The place where this photograph—later awarded the Pulitzer Prize—was taken: Mount Suribachi in Iwo Jima.

The act of raising a flag on enemy territory signifies victory and conquest. The American people already knew every detail of the dreadful battle on Iwo Jima from news reports, but when they saw this photograph they became passionate about a victory earned through so much loss and sacrifice. The photograph became a kind of icon; it was turned into a postage stamp, and, after the war, an enormous bronze statue in Arlington National Cemetery.

After his father, a national hero, died, Bradley retraced his experiences. As a result, he knows everything there is to know about the battle of Iwo Jima. On reading his book, I was struck by the fact that, while few present-day Japanese are familiar with Iwo Jima, in America the story of the battle continues to be handed down from generation to generation, and Kuribayashi is greatly respected by military men in the United States.

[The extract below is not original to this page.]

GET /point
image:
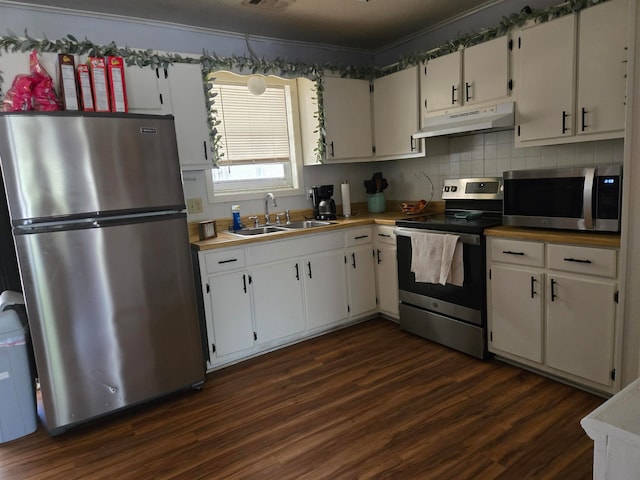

And thus it was that I went to visit Bradley in Rye, New York, in the fall of 2004.

Bradley sees Kuribayashi as “the man America respected the most, because he made them suffer the most,” and during my visit he explained his favorite theory to me: that Kuribayashi had developed his strategy based on his awareness of the fickle tides of public opinion in the United States.

“Americans have always taken casualties very seriously. When the number of casualties is too high, public opinion will boil up and condemn an operation as a failure, even if we get the upper hand militarily. Kuribayashi had lived in America. He knew our national character. That’s why he deliberately chose to fight in a way that would relentlessly drive up the number of casualties. I think he hoped American public opinion would shift toward wanting to bring the war with Japan to a rapid end.”

American civilians were certainly following every detail of the progress of the battle on Iwo Jima with bated breath. The volume of news they received, and the speed at which they received it, were unimaginable by the standards of Japan at that time.

The New York Times ran no less than sixty articles on Iwo Jima between February (when the invasion started) and March. Articles sent from correspondents at the front would be churning out of the presses only twenty-four hours later. And while it took two days for photographs from Iwo Jima to get to the continental United States, their quantity and their quality were superior to any other battle in World War II.

The staff of the broadcast networks had also come out to the war front, and radio reporters made live commentaries from aboard the battleships anchored off the island, and from the beaches where the American forces had landed.

Amid this flood of information, the American people were horrified to learn that in the first four days after the landing, the battle on Iwo Jima had produced more casualties than five months of jungle fighting on Guadalcanal. Public opinion grew agitated, and there were letters and articles in the newspapers: “Please stop sending our finest youth to be murdered.” “The commanding officer should be replaced.”